Take note, the label Gonga's new LP is on is called Tonehenge. Whilst that shouldn't strictly influence anything I write about this LP, it will. I mean, Tonehenge. The label's BOUND to be run by Heads, it must be... You know, top people with their heads screwed on, drinking mead, all that kinda shizzle.
And you know what? First impressions are often the best ones. Gut feeling is proved right as we get five slabs of growling sludgy rock to chew on, with the opener Miasma only bothering to lift itself from a self-imposed slough of despond four minutes in. When it does get its kecks on and rocks out it reveals itself to be some beast; revving up a whole host of low tones and grumbling licks in the lower register. A whole set of riffs get explored and worked out on this record, some quite perky (as in the mercurial Tungsten Gold and Calumet Altar) some tough and reflective (Solar Maximum) and some with their nose firmly in the trough as with the sludgefest that's kicked up in Mount Gonga.

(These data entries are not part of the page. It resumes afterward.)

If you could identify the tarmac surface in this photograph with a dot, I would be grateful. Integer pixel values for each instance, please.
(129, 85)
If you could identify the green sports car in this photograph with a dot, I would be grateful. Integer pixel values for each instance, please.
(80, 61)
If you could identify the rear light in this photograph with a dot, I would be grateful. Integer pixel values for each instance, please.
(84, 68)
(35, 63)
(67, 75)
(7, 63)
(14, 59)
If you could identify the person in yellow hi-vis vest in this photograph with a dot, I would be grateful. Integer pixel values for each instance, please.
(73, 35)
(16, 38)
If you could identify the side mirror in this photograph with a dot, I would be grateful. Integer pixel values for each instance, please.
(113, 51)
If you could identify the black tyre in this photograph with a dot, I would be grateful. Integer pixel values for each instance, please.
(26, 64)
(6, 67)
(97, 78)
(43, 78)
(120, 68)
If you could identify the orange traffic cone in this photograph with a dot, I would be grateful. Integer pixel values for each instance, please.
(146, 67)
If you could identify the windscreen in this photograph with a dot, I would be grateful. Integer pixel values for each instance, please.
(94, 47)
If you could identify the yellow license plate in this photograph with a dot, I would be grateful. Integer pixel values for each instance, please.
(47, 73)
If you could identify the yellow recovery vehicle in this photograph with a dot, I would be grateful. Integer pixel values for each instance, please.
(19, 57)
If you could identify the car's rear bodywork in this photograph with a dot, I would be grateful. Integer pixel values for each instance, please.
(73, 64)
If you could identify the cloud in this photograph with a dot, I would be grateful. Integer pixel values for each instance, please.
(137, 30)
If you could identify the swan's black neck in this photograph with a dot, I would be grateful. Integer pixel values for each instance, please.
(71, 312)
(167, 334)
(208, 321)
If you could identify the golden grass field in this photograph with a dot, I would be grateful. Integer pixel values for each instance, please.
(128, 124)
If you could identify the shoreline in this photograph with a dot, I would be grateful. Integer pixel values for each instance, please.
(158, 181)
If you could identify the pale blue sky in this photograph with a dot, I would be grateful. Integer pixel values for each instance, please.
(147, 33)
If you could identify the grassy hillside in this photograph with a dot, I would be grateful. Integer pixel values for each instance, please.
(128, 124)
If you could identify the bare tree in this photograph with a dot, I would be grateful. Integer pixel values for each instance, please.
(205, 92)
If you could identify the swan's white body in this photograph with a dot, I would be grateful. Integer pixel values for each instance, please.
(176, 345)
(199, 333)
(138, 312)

There's a folk rock vibe to this record as well, sometimes - especially with Another Day Gone - there's a pastoral skip smuggled in amongst all the axle grease. At times Concrescence comes across as a sort of extremely heavy Fairport; albeit with someone giving Dave Swarbrick a double headed axe to play with. And whisper it but the arpeggios in Calumet Altar getting close (however fleetingly) to a muddy take on Page's more fol de roy moments. Fave track on here, though, is Tungsten Gold which reveals itself to be a whole other ballgame, ridiculously monolithic (despite its breezy nature) and primarily (on some deep, primeval level) concerned with getting the fluff out of its own navel.